Le Livre des tournois (Traicte de la Forme de Devis d'un Tournoi) or King René's Tournament Book is a treatise describing rules for tournaments by the French prince René d'Anjou. It is best known from what appears to be Rene's own illuminated copy from the 1460s, now in the Bibliothèque Nationale, Paris (MS Fr. 2695) with illustrations, or at least the drawings before colouring, attributed to Barthélemy d'Eyck.

The description given in the book is different from that of the pas d'armes held at Razilly and Saumur; conspicuously absent are the allegorical and chivalresque ornamentations that were in vogue at the time. René instead emphasizes he is reporting on ancient tournament customs of France, Germany and the Low Countries, combining them in a new suggestion on how to hold a tournament.
The tournament described is a melee fought by two sides. Individual jousts are only briefly mentioned.

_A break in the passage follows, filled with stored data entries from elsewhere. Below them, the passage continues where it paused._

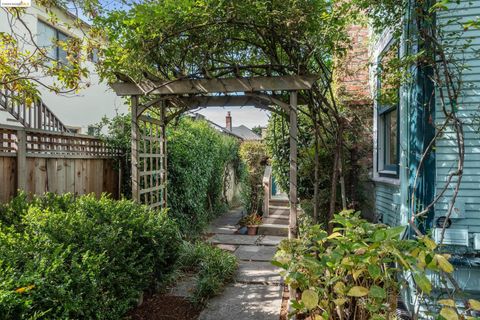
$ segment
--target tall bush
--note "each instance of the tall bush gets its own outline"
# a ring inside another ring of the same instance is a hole
[[[245,141],[240,146],[240,157],[246,165],[242,183],[242,202],[248,213],[262,210],[262,178],[267,163],[267,152],[263,142]]]
[[[103,138],[110,145],[124,150],[122,190],[131,190],[130,116],[104,119]],[[222,135],[206,121],[180,118],[167,126],[168,206],[186,235],[195,235],[226,206],[225,173],[234,168],[236,180],[242,175],[238,141]]]
[[[93,195],[24,196],[0,215],[0,319],[119,319],[171,271],[167,213]]]
[[[207,122],[182,119],[168,132],[168,204],[186,234],[201,231],[226,207],[225,168],[241,164],[238,142]]]

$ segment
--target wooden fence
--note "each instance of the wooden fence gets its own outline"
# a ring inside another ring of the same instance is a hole
[[[0,202],[18,189],[118,198],[117,156],[94,137],[0,125]]]

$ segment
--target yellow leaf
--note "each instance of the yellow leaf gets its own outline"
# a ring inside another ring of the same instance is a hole
[[[480,311],[480,301],[474,300],[474,299],[469,299],[468,304],[470,305],[470,308],[475,310],[475,311]]]
[[[336,293],[336,294],[344,294],[345,292],[345,284],[343,282],[337,282],[335,283],[335,285],[333,286],[333,291]]]
[[[443,306],[455,308],[455,301],[452,299],[440,299],[438,300],[438,303]]]
[[[302,292],[302,302],[305,308],[312,310],[318,306],[318,294],[313,290],[305,290]]]
[[[442,310],[440,310],[440,315],[442,317],[444,317],[446,320],[458,320],[459,319],[458,314],[455,311],[455,309],[448,308],[448,307],[442,308]]]
[[[365,271],[365,269],[355,270],[352,272],[353,279],[357,281],[358,277]]]
[[[424,236],[422,240],[423,240],[423,243],[425,243],[427,248],[430,250],[434,250],[437,247],[437,244],[435,243],[435,241],[430,239],[428,236]]]
[[[361,286],[352,287],[347,293],[347,295],[351,297],[363,297],[363,296],[366,296],[367,294],[368,294],[368,289]]]
[[[16,293],[24,293],[25,291],[32,290],[33,288],[35,288],[35,285],[34,285],[34,284],[29,285],[29,286],[26,286],[26,287],[18,288],[17,290],[15,290],[15,292],[16,292]]]
[[[338,298],[338,299],[335,299],[333,300],[333,302],[335,303],[336,306],[343,306],[345,304],[345,302],[347,302],[347,299],[345,298]]]
[[[437,263],[438,263],[438,266],[440,267],[440,269],[442,269],[443,271],[447,272],[447,273],[452,273],[453,272],[453,266],[450,262],[448,262],[448,260],[440,255],[440,254],[436,254],[435,255],[435,259],[437,259]]]
[[[338,238],[338,237],[341,237],[341,236],[342,236],[342,234],[340,232],[334,232],[331,235],[329,235],[327,237],[327,239],[335,239],[335,238]]]

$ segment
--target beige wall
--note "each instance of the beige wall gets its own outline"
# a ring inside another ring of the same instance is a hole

In the original BnF manuscript van Eyck did the line drawings, possibly intended as preparatory only, which were later coloured either by him or by another artist. There are twenty-six full and double page illustrations. The BNF also has three illuminated copies of the manuscript made shortly after the original, MS Fr. 2692 is dated to 1488/9, Fr. 2693 to 1480-1488, and Fr. 2696 to c. 1483, plus one early modern copy, Fr. 2694 (17th century).

Formerly, the MS Fr. 2695 manuscript was regarded as directly inspired by a series of tournaments held at the Anjou court at Nancy, Saumur and Tarascon between 1445 and 1450, but it is now considered somewhat younger, dating to the 1460s, not least because the text makes several critical allusions the Traité des anciens et nouveaux tournois written by Antoine de La Sale in 1459. Also, the emblem of the duke of Bourbon is represented as including two white dogs, which had fallen out of use in the 1420s and were only re-introduced by Jean II of Bourbon in 1457. Finally, the paper itself was dated to the 1450s.
According to Gautier (2009), the manuscript would have been redacted during 1462-69, when René was at Angers. It was most likely complete before 1471, as an inventory of Angers castle in 1471/2 mentions a cayez de papier en grant volume, ouquel est le commencement d'un tournoy, which has been identified with this manuscript.
The manuscript later came into possession of Marie of Luxembourg (d. 1546) and later again of Louis Nicolas Fouquet (d. 1705), then passing to Louis François de Bourbon-Conti and finally to Louis-César de La Baume Le Blanc de La Vallière who in 1766 sold it to the royal library of Louis XV (which became the BNF after 1789).